Studio Realive
- Native name: 스튜디오 리얼라이브
- Industry: Production
- Founded: July 12, 2022; 3 years ago
- Headquarters: South Korea
- Key people: Lee Seung-woo (CEO)
- Services: Metaverse
- Parent: SM Entertainment
- Subsidiaries: Studio A; Studio Clon (51%);
- Website: studio-realive.com

= Studio Realive =

South Korean metaverse content production company

Studio Realive (스튜디오 리얼라이브) is a South Korean metaverse content production company established by SM Entertainment. It specializes in post-production, VFX production, virtual human, VR production, music video studio, and virtual studio. The company was formed to differentiate metaverse content based on the culture technology SM has accumulated. It has established a joint venture with AMAZE to form Studio A and has recently acquired Studio Clon.

== History ==

Studio Kwangya logo

On July 12, 2022, SM Entertainment announced that it had established Studio Kwangya, a company specializing in metaverse content production technology. The company's business areas are post-production, VFX production, virtual human, VR production, music video studio, and virtual studio. These business areas are established through joint ventures with top domestic and foreign-related businesses, mergers and acquisitions, and recruiting "talented" people. Lee Sung-soo and Tak Young-jun stated that the company's establishment specialized in "differentiated" metaverse content based on the culture technology (CT) SM has "accumulated" to date. An official from the company noted that "international entertainment companies based on diverse genres had expressed interest" in SM Culture Universe (SMCU) and are "promoting a metaverse content production partnership based on the content production technology and capabilities" of the company.

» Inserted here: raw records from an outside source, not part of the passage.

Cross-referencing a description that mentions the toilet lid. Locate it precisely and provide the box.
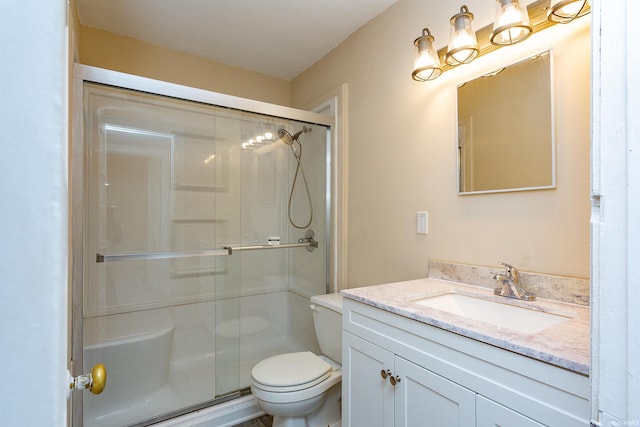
[251,351,331,387]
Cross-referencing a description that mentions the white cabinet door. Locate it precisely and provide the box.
[395,357,476,427]
[476,395,544,427]
[342,332,394,427]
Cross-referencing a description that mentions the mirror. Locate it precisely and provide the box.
[458,51,556,194]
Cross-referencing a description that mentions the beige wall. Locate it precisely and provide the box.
[292,0,590,288]
[79,25,291,106]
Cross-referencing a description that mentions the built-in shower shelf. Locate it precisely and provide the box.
[171,268,228,279]
[171,218,227,224]
[173,183,229,193]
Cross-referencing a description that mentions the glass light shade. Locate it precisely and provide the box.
[445,6,478,65]
[411,28,442,82]
[490,0,533,46]
[547,0,591,24]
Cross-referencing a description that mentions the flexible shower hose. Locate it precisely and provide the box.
[288,140,313,230]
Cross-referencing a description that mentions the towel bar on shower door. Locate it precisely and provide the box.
[96,230,318,262]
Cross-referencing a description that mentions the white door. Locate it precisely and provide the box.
[394,356,476,427]
[342,332,394,427]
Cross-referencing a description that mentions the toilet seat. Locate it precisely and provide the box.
[251,351,333,393]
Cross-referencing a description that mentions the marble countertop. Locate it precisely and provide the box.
[342,278,590,375]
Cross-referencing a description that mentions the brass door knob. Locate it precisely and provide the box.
[89,363,107,394]
[67,363,107,397]
[389,375,400,387]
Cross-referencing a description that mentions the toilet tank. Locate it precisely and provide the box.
[310,294,342,364]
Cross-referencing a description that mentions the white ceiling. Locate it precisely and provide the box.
[77,0,396,80]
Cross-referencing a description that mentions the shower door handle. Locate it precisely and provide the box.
[67,363,107,399]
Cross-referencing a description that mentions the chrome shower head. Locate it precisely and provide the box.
[278,126,311,145]
[278,128,299,145]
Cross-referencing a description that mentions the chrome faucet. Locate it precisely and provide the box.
[493,261,536,301]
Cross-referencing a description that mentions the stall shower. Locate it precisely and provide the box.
[72,67,331,426]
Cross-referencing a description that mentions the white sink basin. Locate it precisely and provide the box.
[412,292,575,334]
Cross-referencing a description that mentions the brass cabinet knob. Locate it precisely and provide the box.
[89,363,107,394]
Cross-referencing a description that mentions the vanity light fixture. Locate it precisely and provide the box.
[411,0,591,82]
[411,28,442,82]
[445,5,478,66]
[489,0,533,46]
[547,0,591,24]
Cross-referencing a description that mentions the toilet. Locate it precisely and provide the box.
[251,294,342,427]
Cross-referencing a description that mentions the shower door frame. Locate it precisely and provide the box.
[69,64,337,426]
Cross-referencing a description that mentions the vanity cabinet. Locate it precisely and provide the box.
[342,299,589,427]
[343,332,475,427]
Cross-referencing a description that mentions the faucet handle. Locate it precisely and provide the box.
[498,261,520,283]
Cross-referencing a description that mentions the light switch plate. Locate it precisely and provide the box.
[416,211,429,234]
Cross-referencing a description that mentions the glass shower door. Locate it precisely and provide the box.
[83,84,240,426]
[74,77,330,426]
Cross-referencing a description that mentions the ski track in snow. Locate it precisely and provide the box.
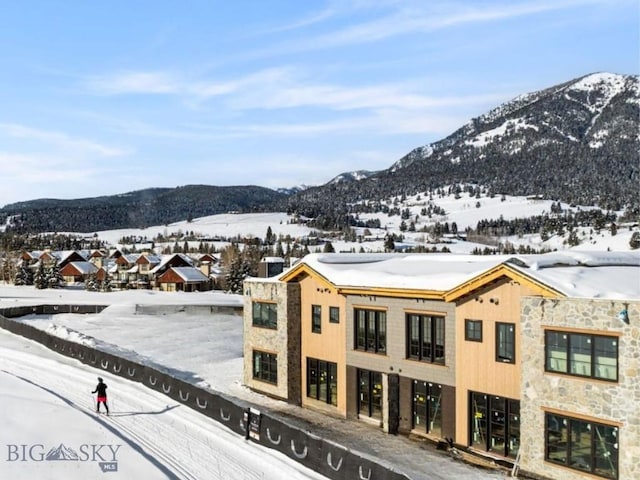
[0,347,325,480]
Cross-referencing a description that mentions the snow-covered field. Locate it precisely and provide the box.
[91,193,640,253]
[0,330,323,480]
[0,285,500,480]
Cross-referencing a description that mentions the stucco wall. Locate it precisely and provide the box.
[521,297,640,480]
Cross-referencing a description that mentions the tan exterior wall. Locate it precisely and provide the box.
[454,279,535,445]
[345,295,457,435]
[521,298,640,480]
[243,280,300,404]
[300,277,347,417]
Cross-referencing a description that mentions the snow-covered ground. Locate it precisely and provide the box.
[0,286,501,480]
[0,330,323,480]
[87,193,640,253]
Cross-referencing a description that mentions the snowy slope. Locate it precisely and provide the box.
[0,330,324,480]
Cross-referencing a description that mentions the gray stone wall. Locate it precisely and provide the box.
[243,279,300,403]
[521,297,640,480]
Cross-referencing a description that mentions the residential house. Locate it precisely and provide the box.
[244,252,640,478]
[60,261,99,285]
[156,267,211,292]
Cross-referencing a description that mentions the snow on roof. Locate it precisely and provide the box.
[171,267,209,283]
[260,257,284,263]
[290,250,640,299]
[126,264,139,273]
[509,250,640,300]
[150,253,193,273]
[284,253,509,291]
[70,262,98,275]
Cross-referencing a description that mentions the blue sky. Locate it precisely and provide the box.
[0,0,640,206]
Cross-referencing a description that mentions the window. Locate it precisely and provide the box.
[311,305,322,333]
[354,308,387,354]
[412,380,442,437]
[358,369,382,420]
[545,413,618,479]
[469,392,520,458]
[407,313,444,365]
[252,302,278,329]
[253,350,278,383]
[464,320,482,342]
[307,358,338,405]
[544,330,618,382]
[496,322,516,363]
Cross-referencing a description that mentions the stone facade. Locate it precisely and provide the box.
[243,279,301,405]
[520,297,640,480]
[346,295,456,437]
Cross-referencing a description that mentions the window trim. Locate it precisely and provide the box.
[353,308,387,355]
[251,350,278,385]
[405,313,447,365]
[544,328,620,383]
[311,304,322,333]
[544,411,620,479]
[464,318,483,343]
[329,307,340,323]
[251,300,278,330]
[495,322,516,363]
[306,357,338,407]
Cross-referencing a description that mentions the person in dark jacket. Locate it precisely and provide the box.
[91,377,109,415]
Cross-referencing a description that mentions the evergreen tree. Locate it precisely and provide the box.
[84,273,99,292]
[45,262,64,288]
[226,256,250,293]
[384,234,396,252]
[33,262,49,290]
[14,262,33,285]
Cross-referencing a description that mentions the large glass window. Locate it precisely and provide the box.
[469,392,520,458]
[464,319,482,342]
[358,370,382,420]
[407,314,444,364]
[311,305,322,333]
[496,322,516,363]
[545,413,618,479]
[412,380,442,437]
[329,307,340,323]
[252,302,278,328]
[545,330,618,382]
[307,358,338,405]
[354,308,387,354]
[253,350,278,383]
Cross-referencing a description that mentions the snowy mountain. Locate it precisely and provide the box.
[388,73,640,209]
[45,443,78,461]
[329,170,377,183]
[288,73,640,226]
[0,73,640,233]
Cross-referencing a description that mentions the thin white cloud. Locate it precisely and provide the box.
[85,67,505,115]
[86,72,181,95]
[261,0,627,55]
[0,123,127,157]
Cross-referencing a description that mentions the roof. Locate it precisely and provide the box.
[150,253,193,273]
[277,250,640,300]
[63,262,98,275]
[171,267,209,283]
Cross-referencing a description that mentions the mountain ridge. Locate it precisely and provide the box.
[0,72,640,232]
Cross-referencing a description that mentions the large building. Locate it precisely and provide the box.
[244,252,640,478]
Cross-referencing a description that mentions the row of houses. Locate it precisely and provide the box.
[244,251,640,479]
[20,250,221,292]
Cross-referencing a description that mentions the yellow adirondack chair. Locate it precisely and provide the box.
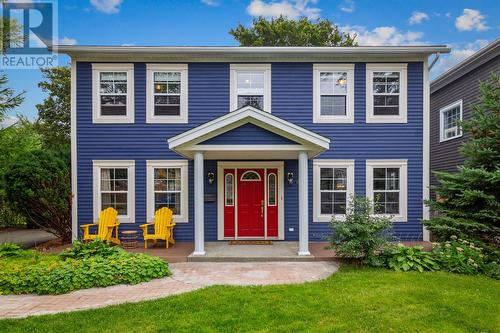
[140,207,175,249]
[80,207,120,244]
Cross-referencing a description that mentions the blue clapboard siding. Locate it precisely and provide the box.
[200,123,297,145]
[77,62,423,241]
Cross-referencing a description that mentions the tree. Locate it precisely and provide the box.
[424,75,500,246]
[36,67,71,147]
[4,150,71,243]
[0,74,24,121]
[229,16,357,46]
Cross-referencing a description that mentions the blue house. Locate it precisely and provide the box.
[59,46,449,255]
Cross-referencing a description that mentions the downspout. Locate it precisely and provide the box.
[429,52,441,72]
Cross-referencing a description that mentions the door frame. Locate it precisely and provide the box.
[217,161,285,240]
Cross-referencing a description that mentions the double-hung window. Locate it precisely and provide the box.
[366,160,408,222]
[230,64,271,112]
[93,160,135,223]
[366,64,407,123]
[146,160,188,222]
[313,160,354,222]
[92,64,134,123]
[146,64,188,123]
[313,64,354,123]
[439,100,462,142]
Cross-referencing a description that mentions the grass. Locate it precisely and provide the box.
[0,268,500,333]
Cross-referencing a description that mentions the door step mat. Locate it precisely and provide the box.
[229,240,273,245]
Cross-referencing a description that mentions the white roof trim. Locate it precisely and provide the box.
[168,106,330,156]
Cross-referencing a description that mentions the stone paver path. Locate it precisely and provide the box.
[0,261,337,318]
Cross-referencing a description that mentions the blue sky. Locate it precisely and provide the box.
[1,0,500,119]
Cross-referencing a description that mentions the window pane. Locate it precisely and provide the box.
[238,95,264,110]
[321,95,346,116]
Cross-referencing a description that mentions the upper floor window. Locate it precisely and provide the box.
[439,100,462,142]
[313,159,354,222]
[92,64,134,123]
[93,160,135,222]
[366,64,407,123]
[313,64,354,123]
[146,64,188,123]
[366,160,408,222]
[231,64,271,112]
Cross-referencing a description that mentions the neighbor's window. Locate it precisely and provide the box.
[231,65,271,111]
[93,161,135,222]
[440,100,462,141]
[146,64,188,123]
[92,64,134,123]
[146,160,188,222]
[313,160,354,222]
[366,64,407,123]
[313,64,354,123]
[366,160,408,222]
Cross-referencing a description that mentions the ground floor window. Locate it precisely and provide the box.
[147,160,188,222]
[93,161,135,223]
[366,160,407,222]
[313,160,354,222]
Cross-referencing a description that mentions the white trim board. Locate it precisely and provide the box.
[217,161,285,240]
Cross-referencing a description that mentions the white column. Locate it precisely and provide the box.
[298,151,311,256]
[193,152,205,256]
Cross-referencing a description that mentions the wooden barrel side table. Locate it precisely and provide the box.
[121,230,139,249]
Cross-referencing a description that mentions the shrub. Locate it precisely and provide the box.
[380,244,439,272]
[0,243,24,258]
[433,236,494,274]
[0,243,170,294]
[59,239,123,259]
[330,197,392,262]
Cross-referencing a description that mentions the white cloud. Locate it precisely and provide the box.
[408,11,429,24]
[59,36,76,45]
[339,0,355,13]
[201,0,219,7]
[455,8,488,31]
[90,0,123,14]
[430,39,489,78]
[247,0,321,19]
[340,25,424,46]
[0,116,19,129]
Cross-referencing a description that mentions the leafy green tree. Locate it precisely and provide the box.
[4,150,71,243]
[329,196,392,263]
[424,75,500,246]
[0,73,24,121]
[36,67,71,148]
[229,16,357,46]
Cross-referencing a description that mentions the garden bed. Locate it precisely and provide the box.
[0,241,170,294]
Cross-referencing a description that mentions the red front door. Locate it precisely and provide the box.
[237,169,265,237]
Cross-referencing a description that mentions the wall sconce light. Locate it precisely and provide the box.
[207,172,215,184]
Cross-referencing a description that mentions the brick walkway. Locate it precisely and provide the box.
[0,261,337,318]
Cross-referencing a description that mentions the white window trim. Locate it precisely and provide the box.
[146,64,188,124]
[313,64,354,124]
[313,159,354,222]
[92,160,135,223]
[366,160,408,222]
[92,63,135,124]
[146,160,189,223]
[439,100,464,142]
[366,64,408,123]
[229,64,271,113]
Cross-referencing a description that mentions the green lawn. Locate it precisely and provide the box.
[0,268,500,333]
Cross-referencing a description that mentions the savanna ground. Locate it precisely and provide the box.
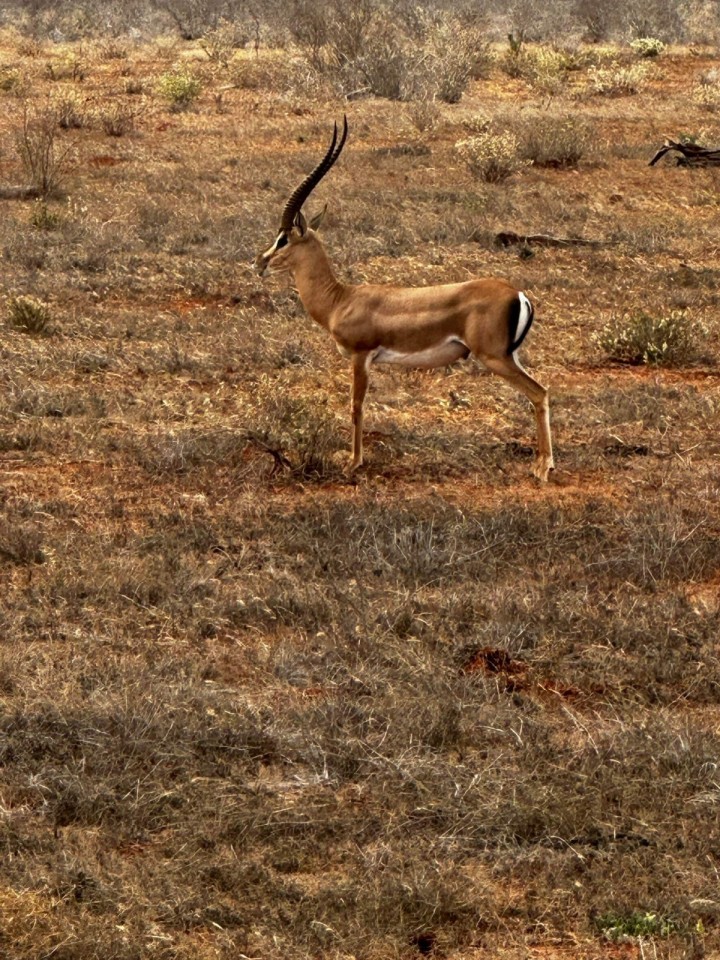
[0,3,720,960]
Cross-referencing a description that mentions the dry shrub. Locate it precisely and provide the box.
[52,90,88,130]
[515,113,595,168]
[295,3,489,103]
[630,37,665,59]
[157,69,202,113]
[692,69,720,113]
[0,520,45,567]
[248,380,347,479]
[200,20,249,67]
[15,105,69,197]
[595,310,707,365]
[588,63,650,97]
[455,130,527,183]
[97,103,138,137]
[7,296,51,334]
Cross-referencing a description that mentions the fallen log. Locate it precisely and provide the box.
[648,137,720,167]
[495,230,602,247]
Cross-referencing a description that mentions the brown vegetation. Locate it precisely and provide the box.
[0,3,720,960]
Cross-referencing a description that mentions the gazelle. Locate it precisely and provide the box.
[255,118,554,481]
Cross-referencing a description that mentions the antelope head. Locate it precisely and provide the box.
[255,117,348,276]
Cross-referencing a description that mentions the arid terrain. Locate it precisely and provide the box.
[0,5,720,960]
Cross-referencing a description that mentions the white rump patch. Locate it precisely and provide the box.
[515,291,532,343]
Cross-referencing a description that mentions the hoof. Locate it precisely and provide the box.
[532,460,555,483]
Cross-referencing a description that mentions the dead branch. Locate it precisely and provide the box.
[648,137,720,167]
[495,230,602,247]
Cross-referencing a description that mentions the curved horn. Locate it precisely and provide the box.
[280,116,348,230]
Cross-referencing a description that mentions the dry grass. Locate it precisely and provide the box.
[0,13,720,960]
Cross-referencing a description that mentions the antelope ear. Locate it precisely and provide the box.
[310,204,327,230]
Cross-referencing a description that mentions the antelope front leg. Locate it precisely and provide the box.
[350,353,370,473]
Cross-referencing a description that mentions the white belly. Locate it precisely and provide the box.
[372,337,470,368]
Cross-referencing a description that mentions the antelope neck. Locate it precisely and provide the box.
[293,243,346,329]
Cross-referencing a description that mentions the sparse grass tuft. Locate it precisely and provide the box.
[630,37,665,59]
[455,130,527,183]
[158,70,202,112]
[517,113,596,169]
[596,911,678,940]
[15,107,68,197]
[98,102,138,137]
[7,296,52,334]
[588,63,649,97]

It was then reported that AMAZE had established a joint venture with Studio Kwangya. The two companies had founded Studio A, a global VR concert production company. As SM is carrying out a business that incorporates virtual reality into artist activities, the establishment of the joint venture is planned to showcase different collaborations with artists throughout K-pop in the VR metaverse environment. On April 26, 2023, SM announced that it had secured a 51% stake in Studio Clon through Studio Kwangya on April 19 and made it the company's new subsidiary. Studio Clon was acquired to "reinforce [the company's] metaverse and content capabilities," implement SM 3.0 business strategies, and "enhance its virtual IP rights" by combining Studio Clon's technology with the virtual human and visual special effects technologies possessed by the company.

In September 2023, Studio Kwangya changed its company name to Studio Realive.